Inside the world of business
A victory for common sense
THE DECISION by the High Court not to allow Ernst Young challenge the investigation of its conduct as auditor to Anglo Irish Bank is a victory for common sense among other things.
Alone among pretty much everybody else in the country the firm seemed to believe that was no basis for any such inquiry by special investigator John Purcell, who was appointed by the Institute of Chartered Accountants (ICAI) regulatory body (Carb) in early 2009.
The basis of their challenge was that no valid complaint had been made against them, and thus no investigation was warranted.
Ms Justice Mary Irvine would appear to have had little time for such arguments and ruled that the definition of complaints set out in the bye-laws of the ICAI was sufficiently wide to include matters reported in the media, including a claim by an expert that they should have spotted what Seán FitzPatrick was up to.
The institute should be happy with the outcome as, barring an appeal, it will be able to press on with its inquiry, which is the most advanced of all the investigations into what happened at Anglo, and the role of its members. A speedy completion of the inquiry with appropriate sanctions is the best way on ensuring that the reputations of the vast majority of its members who never set foot inside the bank is safeguarded.
But there is also a case of being careful what you wish for. The bar for what constitutes something worthy of investigation by the Carb has now been set by the courts. What it may mean in terms of further inquiries is not clear, but potentially the ICAI may be obliged to act on other issues involving its members that surface in the media.
In the meantime Ernst Young are left with more than a little egg on their face. Not least the revelation that they took the challenge after Mr Purcell failed to yield to the “wide-ranging demands” made by the firm through their solicitors on foot of a synopsis of his report.
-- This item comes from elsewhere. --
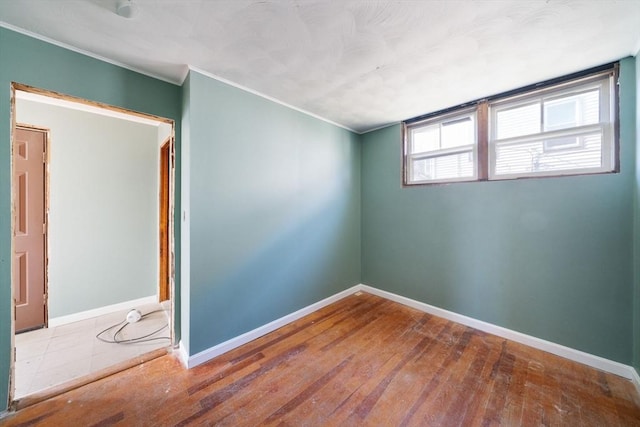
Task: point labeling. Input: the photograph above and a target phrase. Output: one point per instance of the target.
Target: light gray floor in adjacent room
(52, 356)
Building boom turns into litigation rush
IT’S NO secret the Irish construction industry is in crisis. The sector, which employed 250,000 or so directly at the boom’s height in early 2007, got far too big, and as a result, has taken the biggest hit during the last four years.
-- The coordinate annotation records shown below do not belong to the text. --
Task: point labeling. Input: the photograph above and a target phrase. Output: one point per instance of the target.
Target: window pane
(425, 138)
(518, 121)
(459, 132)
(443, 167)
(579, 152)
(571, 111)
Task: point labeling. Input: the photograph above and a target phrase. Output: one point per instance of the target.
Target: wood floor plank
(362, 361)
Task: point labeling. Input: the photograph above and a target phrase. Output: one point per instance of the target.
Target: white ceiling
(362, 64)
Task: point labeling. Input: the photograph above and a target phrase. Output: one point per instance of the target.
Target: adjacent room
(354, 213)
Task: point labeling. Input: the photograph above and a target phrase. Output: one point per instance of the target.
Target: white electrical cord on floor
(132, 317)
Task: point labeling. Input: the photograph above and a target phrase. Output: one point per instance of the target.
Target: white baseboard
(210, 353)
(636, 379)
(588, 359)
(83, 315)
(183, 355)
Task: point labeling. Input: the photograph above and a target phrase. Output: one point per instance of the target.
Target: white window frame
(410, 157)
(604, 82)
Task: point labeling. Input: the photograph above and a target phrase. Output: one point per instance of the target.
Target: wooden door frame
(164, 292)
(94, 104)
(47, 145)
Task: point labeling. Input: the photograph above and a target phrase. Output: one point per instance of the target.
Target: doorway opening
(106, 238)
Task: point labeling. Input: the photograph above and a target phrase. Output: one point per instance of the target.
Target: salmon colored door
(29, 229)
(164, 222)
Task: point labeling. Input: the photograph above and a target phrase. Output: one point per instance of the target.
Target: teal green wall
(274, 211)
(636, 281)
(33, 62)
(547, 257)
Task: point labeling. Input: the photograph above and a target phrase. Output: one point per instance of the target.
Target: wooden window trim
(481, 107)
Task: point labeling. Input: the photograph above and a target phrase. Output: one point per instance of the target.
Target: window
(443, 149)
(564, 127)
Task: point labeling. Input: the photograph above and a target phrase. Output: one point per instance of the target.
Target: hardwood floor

Over that time, the industry has been relying heavily on State-funded developments to keep going. But as the Exchequer’s resources became focused on shoring up the banks, the rate of new public projects coming on stream slowed rapidly.
Plenty of people will argue that this is the rough justice that the industry deserves, as it benefited from the credit bubble that created the problems. While that is true of plenty of individual operators, it’s not necessarily so of the sector as a whole.
Sub-contractors, many of which did the actual nuts and bolts construction work during the boom, were mostly focused on this rather than on development, and there is a growing sense that they are taking more than their share of the pain.
On Thursday, Construction Industry Federation (Cif) boss Tom Parlon warned large numbers of such businesses are being forced to the wall because of delays in payments due to them, or because they are not getting them at all.
Part of the problem is that the laws governing construction contracts do not provide enough protections for the subs. February’s election stymied a move to reform this, and Cif wants to see the Bill resurrected.
The other part of the problem is that the money is simply drying up. Private development has virtually disappeared. The State is heading the same way. The Government commitment to spend money on schools, retro-fitting and roads will help, but does not go far enough.
The fallout is not going to be pretty. Disputes are a reality of commercial life, but construction is far more prone to them than most. Expect what’s left of the building boom to ultimately morph into a litigation boom.